Perilous
Times
Rome scrambles to ready for 2 million Pope Worshiping
Pilgrims
By FRANCES D'EMILIO
The Associated Press
Saturday, January 15, 2011; 2:18 PM
VATICAN CITY -- Crowd control experts were rushing to ready Rome
for an estimated 2 million pope worshiping pilgrims for Pope John
Paul II's beatification on May 1, when the city will be thronged
with Easter week tourists.
No tickets or invitations will be necessary - as many faithful who
want to be there to see the Polish-born pontiff beatified, the
last formal step before possible sainthood, can come, a Vatican
spokesman, the Rev. Ciro Benedettini, said Saturday.

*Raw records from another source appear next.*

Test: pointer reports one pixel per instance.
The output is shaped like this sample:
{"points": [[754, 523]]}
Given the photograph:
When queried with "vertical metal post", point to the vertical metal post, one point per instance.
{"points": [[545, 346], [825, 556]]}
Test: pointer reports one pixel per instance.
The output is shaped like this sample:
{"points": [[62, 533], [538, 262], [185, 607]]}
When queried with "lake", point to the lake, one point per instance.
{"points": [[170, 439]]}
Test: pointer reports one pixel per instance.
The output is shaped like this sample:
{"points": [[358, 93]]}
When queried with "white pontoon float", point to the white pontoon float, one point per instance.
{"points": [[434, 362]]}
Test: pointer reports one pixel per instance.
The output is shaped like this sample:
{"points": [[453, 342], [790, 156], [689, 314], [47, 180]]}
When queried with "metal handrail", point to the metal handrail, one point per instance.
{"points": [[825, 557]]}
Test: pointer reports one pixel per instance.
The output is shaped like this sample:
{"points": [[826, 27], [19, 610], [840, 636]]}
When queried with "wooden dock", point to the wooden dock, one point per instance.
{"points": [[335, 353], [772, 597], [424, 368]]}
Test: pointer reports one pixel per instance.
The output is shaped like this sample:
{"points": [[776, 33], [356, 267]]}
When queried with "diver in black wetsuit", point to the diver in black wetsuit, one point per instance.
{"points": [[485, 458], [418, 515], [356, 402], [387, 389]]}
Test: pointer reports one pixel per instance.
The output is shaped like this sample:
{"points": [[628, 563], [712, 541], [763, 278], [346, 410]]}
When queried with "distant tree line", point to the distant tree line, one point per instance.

"We don't give estimates" of the size of the crowds who will come,
Benedettini. But Italian news reports say authorities in Rome were
planning for 2 million pilgrims.
With St. Peter's Square and the boulevard leading from the Tiber
to the Vatican able to hold a few hundred thousand people, large
video screens are expected to be set up in nearby streets so the
spillover crowd can watch the ceremony led by Pope Benedict XVI.
The last turnout so big in Rome was the 3 million mourners for
John Paul's funeral and other ceremonies following his death in
April 2005 after he struggled for years with Parkinson's disease.
Even the more popular ceremonies in his papacy didn't come near to
drawing so many faithful. When an ailing John Paul beatified
Mother Teresa in 2003 in St. Peter's Square, 300,000 pilgrims
attended. Padre Pio's sainthood ceremony, led by John Paul in June
2002, saw about 200,000 faithful swelter the square in one of the
larger turnouts in his 26-year-long papacy.
In 2000, about 700,000 young Catholics streamed into Rome for
church World Youth Day events stretched out over several days at
locations throughout the city as well as at the Vatican.
La Stampa, an Italian daily, said the national civil protection
agency personnel hope to rein in any chaos by meeting pilgrims'
buses and channeling the faithful down selected streets to the
square.
Easter falls on April 24, meaning Rome's hotels will be brimming
with Easter week tourists, when many students are on school break
and families pour into Italy, so organizers might look to Romans
to open their homes to pilgrims.
May 1 is also national labor day, and traditional May Day concerts
near St. John in Lateran Basilica usually draw hundreds of
thousands of young people from throughout Italy to enjoy the free
music.
On Friday, Benedict set the date for beatification after declaring
that a French nun's recovery from Parkinson's disease was the
miracle needed for John Paul to be beatified. A second miracle,
attributed to John Paul's intercession after the beatification
ceremony, will be needed for the widely popular pontiff to be
honored with sainthood.
Once he is beatified, John Paul will be given the title "blessed"
and can be publicly venerated.
Veneration is the word commonly used to refer to that worship
given to saints, either directly or through images or relics,
which is different in kind from the divine worship given to God
only, according to reference work, the Catholic Encyclopaedic
Dictionary.
John Paul's entombed remains, currently in the grotto underneath
St. Peter's Basilica, will be moved upstairs to a chapel just
inside a main entrance for easier access by throngs of admirers.